Change Management

Times of change are notorious for creating chaotic situations for employees and management in which bias can run unchecked (Riek, Mania, & Gaertner, 2006). Implicit bias is more likely to manifest itself when individuals do not have time to think their decisions through (Duncan, 1976; Hilton & Von Hippel, 1990; Jacobs & Eccles, 1992; Rothbart & Burrell, 1977; Sagar & Schofield, 1980), and when evaluation criteria is unclear (Fiske & Taylor, 1991). During periods of rapid transition in institutional identity, both of these situations commonly occur. Thus, increases in gender and racial inequality may be an unintended byproduct of organizational change, if not addressed directly.  

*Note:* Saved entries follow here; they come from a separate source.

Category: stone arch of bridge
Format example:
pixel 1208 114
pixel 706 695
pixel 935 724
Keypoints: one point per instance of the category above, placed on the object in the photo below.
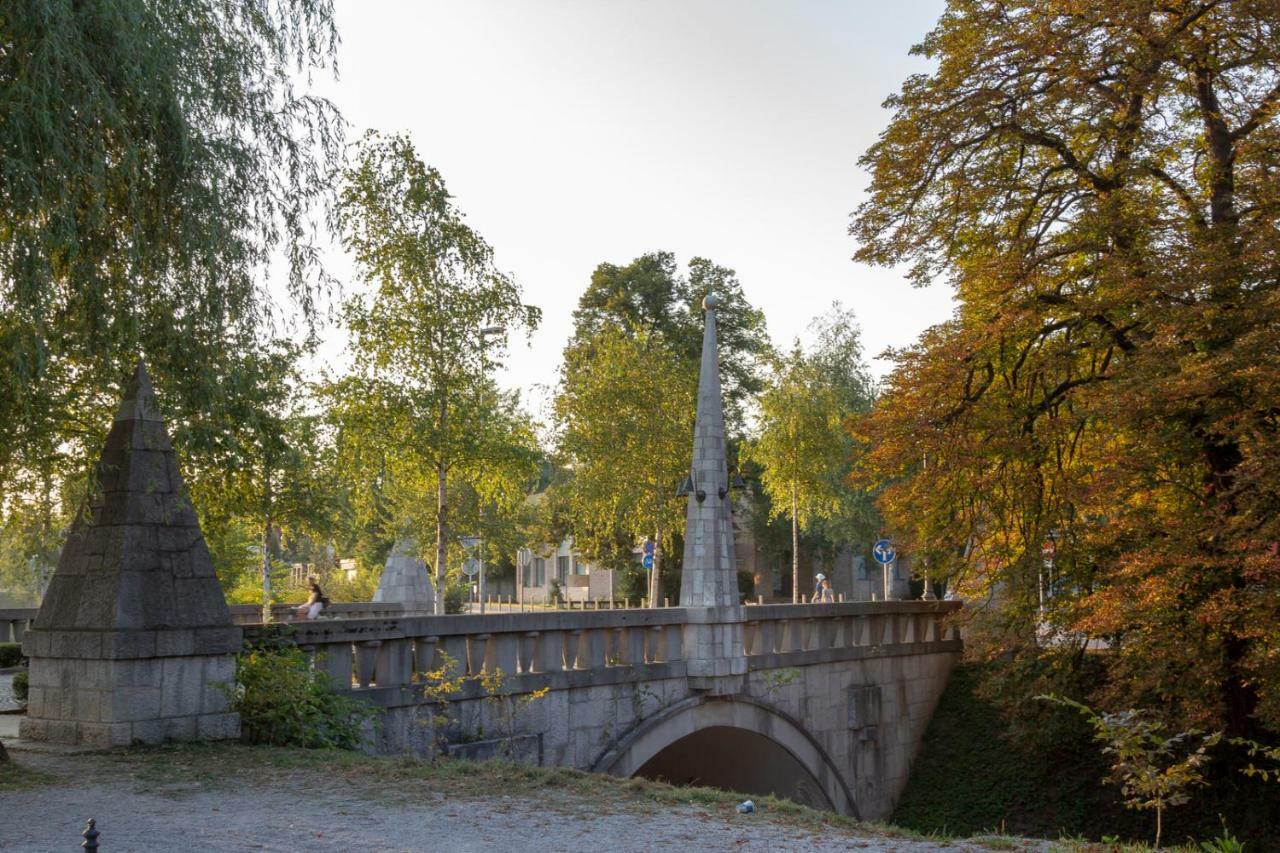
pixel 708 735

As Villanova is already experiencing inequality in how women, particularly women of color, are hired and advanced through the STEM faculty ranks, it is likely that the transition in institutional identity will exacerbate the situation. It is critical that specific attention be paid by the University to diversity and inclusion issues during the transition as these issues directly impact faculty scholarly productivity. This will ensure that intersectional gender bias (including issues with workload, service expectations and tokenism) is not cemented into the new processes and that, instead, inclusive and equitable evaluative behaviors and criteria are normative within the new and evolving organizational structures and policies. At the same time, it is critical that the faculty develop skills which allow them to manage stress during a time of shifting expectations and be able to use these skills to advance their careers.